Suppose I have a short-secret LWE instance $As+e=b\mod q$. If I treat this as a single matrix, it becomes an ISIS problem:
$$ \begin{pmatrix} I &A\end{pmatrix}\begin{pmatrix} e \\ s\end{pmatrix}=b\mod q$$
Any short solution to this problem solves my LWE problem. If my ISIS solver expects uniformly random matrix, I can multiply both sides on the left by a random invertible matrix $B$. Thus LWE with parameters $(n,m)$ and secret and error bounded by norm $\beta$ can be reduced to ISIS$_{m,n+m,\beta}$.
Conversely, given an ISIS problem $As=t\mod q$, I can row-reduce $A$ to bring it to the same form as above: $UA = (I | A')$ for some $U$; then I give $A',Ut\mod q$ to my LWE oracle and it returns $(s,e)$ such that $$A's+e=Ut\mod q$$ And so $(e,s)$ solves my ISIS problem: ISIS$_{m,n,\beta}$ reduces to LWE$_{m,n-m,\beta}$.
Going further, ISIS and SIS are equivalent (sort of): Given an ISIS problem $(A,t,\beta)$, pick a random short value $y\in\mathbb{Z}_q$ then give $[A|-y^{-1}t]$ to an SIS solver and it will return $(s,\beta)$ such that $As=\beta y^{-1}t\mod q$. Waving my hands a bit, probably if $y$ is chosen randomly there will eventually be some collision where $\beta=y$ and one obtains $As=t\mod q$.
Conversely, given an SIS problem $(A,\beta)$, let $A=[A'|a]$ where $a$ is the last column of $A$, then iterate through random short $y$ and give $(A',-y^{-1}a)$ to the ISIS solver. It will give you some short $s$ such that $A's=-y^{-1}a\mod q$, so $(s,y)$ is an SIS solution.
This all seems completely reasonable to me. Except, the literature treats these problems very differently! No one says Kyber is based on the hardness of Module-SIS.

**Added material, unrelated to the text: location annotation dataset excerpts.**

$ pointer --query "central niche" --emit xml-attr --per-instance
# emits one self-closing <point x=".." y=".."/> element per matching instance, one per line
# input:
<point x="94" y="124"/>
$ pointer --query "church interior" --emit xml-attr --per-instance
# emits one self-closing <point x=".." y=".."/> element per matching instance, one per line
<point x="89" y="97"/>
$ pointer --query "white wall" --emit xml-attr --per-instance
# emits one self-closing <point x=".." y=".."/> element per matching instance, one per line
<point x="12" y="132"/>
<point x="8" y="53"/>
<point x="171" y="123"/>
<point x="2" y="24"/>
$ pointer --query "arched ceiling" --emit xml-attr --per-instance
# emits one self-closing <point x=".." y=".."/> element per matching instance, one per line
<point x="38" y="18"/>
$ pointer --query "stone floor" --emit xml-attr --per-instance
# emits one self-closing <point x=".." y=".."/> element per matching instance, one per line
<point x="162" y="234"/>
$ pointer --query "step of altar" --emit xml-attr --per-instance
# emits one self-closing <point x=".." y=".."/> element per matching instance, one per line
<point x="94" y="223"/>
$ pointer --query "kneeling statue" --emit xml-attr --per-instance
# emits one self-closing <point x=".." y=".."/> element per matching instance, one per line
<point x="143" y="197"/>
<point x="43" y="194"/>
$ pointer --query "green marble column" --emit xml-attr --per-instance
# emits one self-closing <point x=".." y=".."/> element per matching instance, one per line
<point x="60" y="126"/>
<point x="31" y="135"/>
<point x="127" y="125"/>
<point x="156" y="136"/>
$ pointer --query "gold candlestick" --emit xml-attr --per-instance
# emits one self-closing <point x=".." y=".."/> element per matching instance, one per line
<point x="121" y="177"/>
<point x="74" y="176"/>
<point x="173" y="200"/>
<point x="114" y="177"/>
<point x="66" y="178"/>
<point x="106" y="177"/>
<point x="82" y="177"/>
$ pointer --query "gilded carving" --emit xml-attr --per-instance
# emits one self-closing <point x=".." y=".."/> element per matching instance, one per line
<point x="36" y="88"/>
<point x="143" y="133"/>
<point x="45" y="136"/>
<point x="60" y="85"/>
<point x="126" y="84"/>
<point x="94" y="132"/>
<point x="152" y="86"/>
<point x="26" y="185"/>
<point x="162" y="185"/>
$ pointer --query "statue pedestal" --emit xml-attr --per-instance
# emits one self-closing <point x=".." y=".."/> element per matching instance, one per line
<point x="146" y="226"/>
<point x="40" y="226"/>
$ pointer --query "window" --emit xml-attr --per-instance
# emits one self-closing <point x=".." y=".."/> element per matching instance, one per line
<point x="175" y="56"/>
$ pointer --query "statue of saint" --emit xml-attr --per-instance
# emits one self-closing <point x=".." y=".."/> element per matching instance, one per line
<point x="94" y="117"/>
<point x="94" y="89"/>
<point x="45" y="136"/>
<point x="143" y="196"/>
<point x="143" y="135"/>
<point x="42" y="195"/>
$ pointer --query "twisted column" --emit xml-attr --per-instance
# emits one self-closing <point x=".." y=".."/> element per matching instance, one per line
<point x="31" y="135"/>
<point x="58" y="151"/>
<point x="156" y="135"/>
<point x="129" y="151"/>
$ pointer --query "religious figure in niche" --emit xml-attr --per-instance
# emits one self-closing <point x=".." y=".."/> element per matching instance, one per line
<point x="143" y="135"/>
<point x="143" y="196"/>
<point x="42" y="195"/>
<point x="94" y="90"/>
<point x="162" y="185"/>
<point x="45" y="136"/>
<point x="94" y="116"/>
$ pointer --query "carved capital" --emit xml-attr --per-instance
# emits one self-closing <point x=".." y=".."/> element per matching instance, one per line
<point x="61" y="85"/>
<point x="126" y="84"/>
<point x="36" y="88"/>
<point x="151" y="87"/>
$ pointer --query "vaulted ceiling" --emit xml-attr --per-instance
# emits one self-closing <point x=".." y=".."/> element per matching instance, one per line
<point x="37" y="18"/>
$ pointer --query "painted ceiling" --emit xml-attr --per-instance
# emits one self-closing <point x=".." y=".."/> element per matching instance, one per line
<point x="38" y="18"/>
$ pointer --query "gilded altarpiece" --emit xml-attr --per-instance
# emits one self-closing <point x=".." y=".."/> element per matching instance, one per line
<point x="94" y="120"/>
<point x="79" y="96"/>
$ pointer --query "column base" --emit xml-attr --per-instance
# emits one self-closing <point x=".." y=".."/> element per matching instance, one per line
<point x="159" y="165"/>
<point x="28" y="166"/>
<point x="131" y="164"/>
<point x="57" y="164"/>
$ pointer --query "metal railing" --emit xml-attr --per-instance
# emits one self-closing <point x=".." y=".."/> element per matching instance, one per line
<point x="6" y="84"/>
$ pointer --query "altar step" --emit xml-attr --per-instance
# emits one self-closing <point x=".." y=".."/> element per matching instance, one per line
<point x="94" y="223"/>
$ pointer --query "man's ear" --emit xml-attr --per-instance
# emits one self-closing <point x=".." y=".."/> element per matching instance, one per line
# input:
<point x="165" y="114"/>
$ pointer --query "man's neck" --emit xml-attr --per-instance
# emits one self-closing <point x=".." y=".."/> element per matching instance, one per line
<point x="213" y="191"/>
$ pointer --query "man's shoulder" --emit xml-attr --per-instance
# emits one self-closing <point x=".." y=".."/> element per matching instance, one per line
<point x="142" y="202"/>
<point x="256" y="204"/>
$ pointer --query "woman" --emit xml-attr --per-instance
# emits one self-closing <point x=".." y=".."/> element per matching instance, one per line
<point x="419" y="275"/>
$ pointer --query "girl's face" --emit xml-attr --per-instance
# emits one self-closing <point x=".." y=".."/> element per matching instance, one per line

The main difference seems to be paramater regimes: LWE is often thought of as "injective", where $(s,e)\mapsto As+e$ is likely an injective function. One can take $A$ to be a square matrix, so that following the above reductions, the corresponding ISIS and SIS problems will involve matrices only twice as wide as they are tall, while typical descriptions of SIS use (number of columns)=$O($(number of rows)$\log q)$. With the smaller regime, SIS and ISIS might have no solutions at all for certain $\beta$, and the above reductions might fail (though I think one can argue that if a solution exists for one, there is some value of $y$ that will make the reduction produce that solution). With the larger regime, counting arguments say that the range of $As$ should be surjective.
Yet, the above reductions imply that ISIS and SIS should still be hard with (number of columns) = 2(number of rows).

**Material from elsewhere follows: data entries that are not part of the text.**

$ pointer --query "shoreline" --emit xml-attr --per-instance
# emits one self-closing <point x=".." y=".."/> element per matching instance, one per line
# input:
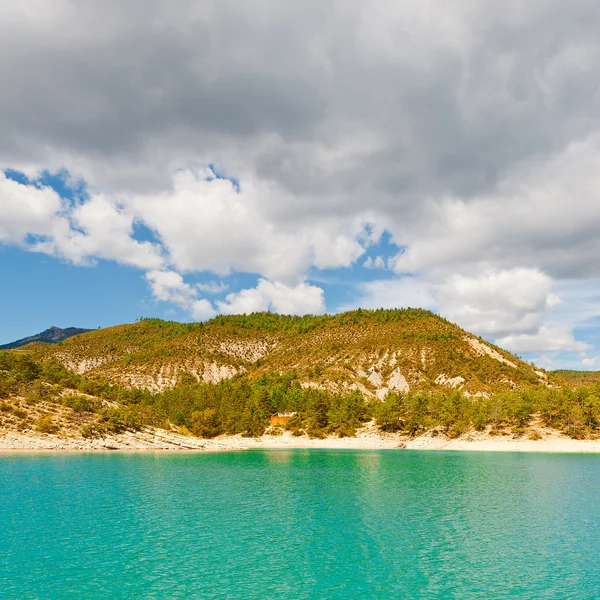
<point x="161" y="441"/>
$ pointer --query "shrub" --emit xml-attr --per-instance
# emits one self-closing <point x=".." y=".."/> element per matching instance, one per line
<point x="45" y="424"/>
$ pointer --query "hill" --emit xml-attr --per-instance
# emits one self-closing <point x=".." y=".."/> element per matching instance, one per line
<point x="405" y="372"/>
<point x="53" y="335"/>
<point x="375" y="352"/>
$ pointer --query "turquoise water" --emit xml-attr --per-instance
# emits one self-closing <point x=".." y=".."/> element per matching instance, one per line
<point x="300" y="524"/>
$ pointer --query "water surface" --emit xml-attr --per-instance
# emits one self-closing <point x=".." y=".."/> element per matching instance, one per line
<point x="300" y="524"/>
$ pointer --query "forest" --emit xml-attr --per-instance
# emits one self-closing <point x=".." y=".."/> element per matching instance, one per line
<point x="243" y="406"/>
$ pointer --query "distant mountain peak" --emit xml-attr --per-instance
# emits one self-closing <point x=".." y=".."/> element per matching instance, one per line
<point x="52" y="335"/>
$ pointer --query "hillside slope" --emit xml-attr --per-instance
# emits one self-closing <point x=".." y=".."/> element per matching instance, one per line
<point x="372" y="351"/>
<point x="52" y="335"/>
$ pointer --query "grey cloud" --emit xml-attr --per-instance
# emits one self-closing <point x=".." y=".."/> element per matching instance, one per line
<point x="451" y="97"/>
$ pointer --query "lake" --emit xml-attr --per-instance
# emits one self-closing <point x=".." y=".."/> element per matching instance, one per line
<point x="300" y="524"/>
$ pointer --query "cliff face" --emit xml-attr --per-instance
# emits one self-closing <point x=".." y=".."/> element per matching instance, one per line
<point x="372" y="351"/>
<point x="52" y="335"/>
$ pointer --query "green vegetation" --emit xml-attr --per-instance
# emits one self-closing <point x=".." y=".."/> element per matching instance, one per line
<point x="243" y="405"/>
<point x="337" y="351"/>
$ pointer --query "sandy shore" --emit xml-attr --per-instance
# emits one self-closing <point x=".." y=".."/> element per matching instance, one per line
<point x="367" y="439"/>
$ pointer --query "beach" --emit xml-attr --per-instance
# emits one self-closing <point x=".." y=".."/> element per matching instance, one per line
<point x="367" y="438"/>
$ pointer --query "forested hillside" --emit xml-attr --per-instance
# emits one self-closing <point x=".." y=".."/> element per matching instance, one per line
<point x="374" y="352"/>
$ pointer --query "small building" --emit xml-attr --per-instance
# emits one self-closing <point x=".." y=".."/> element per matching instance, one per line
<point x="281" y="419"/>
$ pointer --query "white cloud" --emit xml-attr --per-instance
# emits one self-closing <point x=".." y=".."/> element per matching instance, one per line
<point x="212" y="287"/>
<point x="547" y="339"/>
<point x="374" y="263"/>
<point x="499" y="302"/>
<point x="475" y="144"/>
<point x="267" y="295"/>
<point x="588" y="361"/>
<point x="393" y="293"/>
<point x="169" y="286"/>
<point x="27" y="210"/>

Finally, it's easy to show (as long as LWE stays injective) that wider secret and error distributions are harder for LWE (just add your own error before passing to the oracle). The situation for surjective SIS seems to be the opposite: if you have an oracle for a smaller norm bound, just call that and return the answer (as long as $A\mapsto As$ is still surjective in the smaller regime).
The trick seems to be that LWE is actually a promise problem: given $(A,b)$, you're typically promised that a solution exists (or you need to decide this, which is just as hard). But in the surjective parameter regime for SIS/ISIS, there is no promise. The above reduction would fail because if you choose a norm bound so small that there are no solutions, a smaller-norm-SIS oracle is useless.
Anyway, this is more of a rant than a question. Overall, my question is: is this right? Do I have the right perspective and intuition on these two problems? And is there a more authoritative resource that spells out these differences, so that when I see a paper that assumes, e.g., MSIS, I can tell whether they mean the surjective regime or the injective regime?